Can you get support from your partner, family, friends to help you get out and get some exercise with the baby in a pram? The rest is just diet so you just a plan you can stick to even if you have to eat the same things daily for three weeks. I know I don't have the headspace to "meal plan" and calorie count.

MissSkegness1951 · 30/09/2024 14:38

You know how to address this and it's to lose weight and get in shape.

You can't blame other people for believing you are pregnant when you look pregnant!

Turn the upset feelings into inspiring yourself to do something about it.

PrincessofWells · 30/09/2024 14:40

Just lose the weight. Less angst. Be good to yourself.

Codlingmoths · 30/09/2024 14:40

MintyNew · 30/09/2024 13:49

Sorry op, that must feel awful but you know it wasn't done maliciously. FWIW I'm a very petite size 8-10 and carry my weight around my tummy too. It looks even worse because I'm small all over then had this tummy. It really depressed me, until I started working on it. How old is your baby? It's super easy to get so tied up with keeping on top of the kids and forget about yourself.

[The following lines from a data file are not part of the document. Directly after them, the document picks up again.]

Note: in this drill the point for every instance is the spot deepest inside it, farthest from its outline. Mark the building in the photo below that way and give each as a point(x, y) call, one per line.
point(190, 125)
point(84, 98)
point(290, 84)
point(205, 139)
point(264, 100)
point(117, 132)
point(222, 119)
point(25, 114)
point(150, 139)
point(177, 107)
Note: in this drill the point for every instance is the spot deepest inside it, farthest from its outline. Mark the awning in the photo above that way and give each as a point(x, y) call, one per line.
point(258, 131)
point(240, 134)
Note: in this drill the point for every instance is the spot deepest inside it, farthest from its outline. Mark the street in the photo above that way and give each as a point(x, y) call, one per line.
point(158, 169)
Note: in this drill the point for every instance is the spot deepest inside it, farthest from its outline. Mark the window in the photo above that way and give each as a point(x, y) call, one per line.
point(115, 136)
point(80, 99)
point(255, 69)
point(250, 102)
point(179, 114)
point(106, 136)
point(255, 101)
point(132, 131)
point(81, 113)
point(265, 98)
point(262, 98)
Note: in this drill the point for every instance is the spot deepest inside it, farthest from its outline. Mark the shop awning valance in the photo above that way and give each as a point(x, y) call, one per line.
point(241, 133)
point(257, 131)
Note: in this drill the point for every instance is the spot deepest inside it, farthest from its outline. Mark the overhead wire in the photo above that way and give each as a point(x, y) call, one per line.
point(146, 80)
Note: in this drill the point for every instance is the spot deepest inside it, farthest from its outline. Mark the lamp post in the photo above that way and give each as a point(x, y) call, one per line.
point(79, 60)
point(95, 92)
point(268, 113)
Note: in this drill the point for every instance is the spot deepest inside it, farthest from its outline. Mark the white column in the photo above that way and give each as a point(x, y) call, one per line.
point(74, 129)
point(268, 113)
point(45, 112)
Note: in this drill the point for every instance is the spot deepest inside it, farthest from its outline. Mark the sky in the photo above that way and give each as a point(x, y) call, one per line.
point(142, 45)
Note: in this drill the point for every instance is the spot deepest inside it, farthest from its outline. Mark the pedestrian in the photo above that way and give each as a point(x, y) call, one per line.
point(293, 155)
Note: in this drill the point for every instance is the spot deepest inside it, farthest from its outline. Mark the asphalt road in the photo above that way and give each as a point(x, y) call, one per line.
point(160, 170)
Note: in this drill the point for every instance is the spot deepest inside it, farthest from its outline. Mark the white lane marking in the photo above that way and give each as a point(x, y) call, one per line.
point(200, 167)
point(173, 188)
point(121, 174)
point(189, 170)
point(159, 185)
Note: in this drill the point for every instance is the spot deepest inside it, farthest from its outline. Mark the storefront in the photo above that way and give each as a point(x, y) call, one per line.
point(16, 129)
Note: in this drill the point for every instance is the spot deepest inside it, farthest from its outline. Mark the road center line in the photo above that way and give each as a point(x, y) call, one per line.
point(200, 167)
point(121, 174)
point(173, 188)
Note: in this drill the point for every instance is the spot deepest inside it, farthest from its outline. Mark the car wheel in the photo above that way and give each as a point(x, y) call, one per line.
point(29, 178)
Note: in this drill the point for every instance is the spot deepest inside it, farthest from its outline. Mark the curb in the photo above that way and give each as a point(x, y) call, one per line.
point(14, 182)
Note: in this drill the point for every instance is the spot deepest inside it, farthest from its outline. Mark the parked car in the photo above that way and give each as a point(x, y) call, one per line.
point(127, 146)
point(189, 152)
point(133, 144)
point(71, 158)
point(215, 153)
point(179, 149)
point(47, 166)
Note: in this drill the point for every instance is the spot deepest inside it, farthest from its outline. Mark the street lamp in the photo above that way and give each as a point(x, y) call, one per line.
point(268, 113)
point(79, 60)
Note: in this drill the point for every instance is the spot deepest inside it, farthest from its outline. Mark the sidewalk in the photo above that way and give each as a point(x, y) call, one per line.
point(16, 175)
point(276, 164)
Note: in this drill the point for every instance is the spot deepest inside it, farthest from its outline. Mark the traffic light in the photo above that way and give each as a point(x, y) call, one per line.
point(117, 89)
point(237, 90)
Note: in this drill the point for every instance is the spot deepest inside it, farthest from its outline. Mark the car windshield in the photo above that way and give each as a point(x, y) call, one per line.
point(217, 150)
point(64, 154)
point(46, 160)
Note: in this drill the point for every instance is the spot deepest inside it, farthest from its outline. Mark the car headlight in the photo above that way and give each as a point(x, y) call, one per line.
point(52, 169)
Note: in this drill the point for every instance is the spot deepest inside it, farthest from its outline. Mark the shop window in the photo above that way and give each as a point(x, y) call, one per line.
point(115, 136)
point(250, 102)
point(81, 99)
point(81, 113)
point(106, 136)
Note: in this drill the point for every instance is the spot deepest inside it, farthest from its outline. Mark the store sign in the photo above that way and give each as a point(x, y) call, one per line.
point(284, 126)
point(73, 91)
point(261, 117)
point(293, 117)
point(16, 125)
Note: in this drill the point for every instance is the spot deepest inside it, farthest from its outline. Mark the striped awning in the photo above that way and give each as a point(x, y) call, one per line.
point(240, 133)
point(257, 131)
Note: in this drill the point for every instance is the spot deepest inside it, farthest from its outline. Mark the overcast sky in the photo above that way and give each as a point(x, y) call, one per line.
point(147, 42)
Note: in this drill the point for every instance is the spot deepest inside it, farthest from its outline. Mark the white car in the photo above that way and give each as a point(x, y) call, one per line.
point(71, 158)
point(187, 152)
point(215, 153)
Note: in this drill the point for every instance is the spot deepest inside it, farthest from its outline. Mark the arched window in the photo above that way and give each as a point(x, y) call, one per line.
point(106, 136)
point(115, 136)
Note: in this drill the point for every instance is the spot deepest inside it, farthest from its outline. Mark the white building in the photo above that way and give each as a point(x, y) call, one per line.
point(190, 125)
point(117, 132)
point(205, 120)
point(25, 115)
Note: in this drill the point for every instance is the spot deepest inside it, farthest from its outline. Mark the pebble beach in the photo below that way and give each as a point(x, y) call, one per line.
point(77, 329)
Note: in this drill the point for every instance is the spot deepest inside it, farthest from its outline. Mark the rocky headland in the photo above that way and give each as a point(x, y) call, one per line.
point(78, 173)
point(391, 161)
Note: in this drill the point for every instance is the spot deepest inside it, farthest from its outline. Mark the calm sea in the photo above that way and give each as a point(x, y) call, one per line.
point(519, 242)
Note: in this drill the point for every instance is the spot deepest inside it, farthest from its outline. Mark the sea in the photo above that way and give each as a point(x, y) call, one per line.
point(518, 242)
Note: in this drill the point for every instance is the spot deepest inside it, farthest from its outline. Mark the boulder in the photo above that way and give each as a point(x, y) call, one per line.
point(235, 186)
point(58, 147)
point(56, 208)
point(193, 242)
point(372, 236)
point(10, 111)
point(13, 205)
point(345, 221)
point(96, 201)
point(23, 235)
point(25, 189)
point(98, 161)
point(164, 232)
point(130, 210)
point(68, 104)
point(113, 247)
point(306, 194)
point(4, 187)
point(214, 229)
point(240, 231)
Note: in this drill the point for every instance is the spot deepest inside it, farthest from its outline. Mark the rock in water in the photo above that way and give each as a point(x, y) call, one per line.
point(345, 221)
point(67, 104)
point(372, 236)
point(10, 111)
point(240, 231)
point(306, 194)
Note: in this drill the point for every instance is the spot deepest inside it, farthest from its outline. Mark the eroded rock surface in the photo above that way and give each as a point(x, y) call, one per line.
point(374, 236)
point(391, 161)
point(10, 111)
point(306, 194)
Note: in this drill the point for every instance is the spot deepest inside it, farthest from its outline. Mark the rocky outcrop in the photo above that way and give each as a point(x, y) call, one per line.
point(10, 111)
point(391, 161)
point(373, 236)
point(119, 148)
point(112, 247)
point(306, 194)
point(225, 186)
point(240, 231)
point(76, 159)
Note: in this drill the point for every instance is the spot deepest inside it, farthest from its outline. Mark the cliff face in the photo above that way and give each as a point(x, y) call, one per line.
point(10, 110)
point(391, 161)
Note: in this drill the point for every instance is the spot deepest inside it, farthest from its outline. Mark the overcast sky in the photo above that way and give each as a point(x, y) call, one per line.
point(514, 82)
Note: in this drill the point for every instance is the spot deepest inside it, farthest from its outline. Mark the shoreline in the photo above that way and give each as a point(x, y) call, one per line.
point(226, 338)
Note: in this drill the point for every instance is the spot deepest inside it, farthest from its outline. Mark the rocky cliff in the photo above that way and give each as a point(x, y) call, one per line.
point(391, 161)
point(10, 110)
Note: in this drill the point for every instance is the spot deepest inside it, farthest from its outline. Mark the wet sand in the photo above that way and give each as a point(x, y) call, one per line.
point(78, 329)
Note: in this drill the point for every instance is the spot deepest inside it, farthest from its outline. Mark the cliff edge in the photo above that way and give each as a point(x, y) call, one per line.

This is me and when your baby is small you’re just too tired to do something about it. I’m sorry op, it does make you self conscious and you just need to dress for it for now. But definitely go, so what if people think you’re pregnant or you’ve put on weight. They’ll still think you’re you, you know.

Cantabulous · 30/09/2024 14:41

You're only human, so sometimes things get under your skin. Don't beat yourself up about that. You've brought three wonderful children into the world and you're a great mum. These are things that you should be judged by.

In your shoes I would probably give myself a break and skip the wedding, but I'm pretty much weddinged out and I'm stroppy.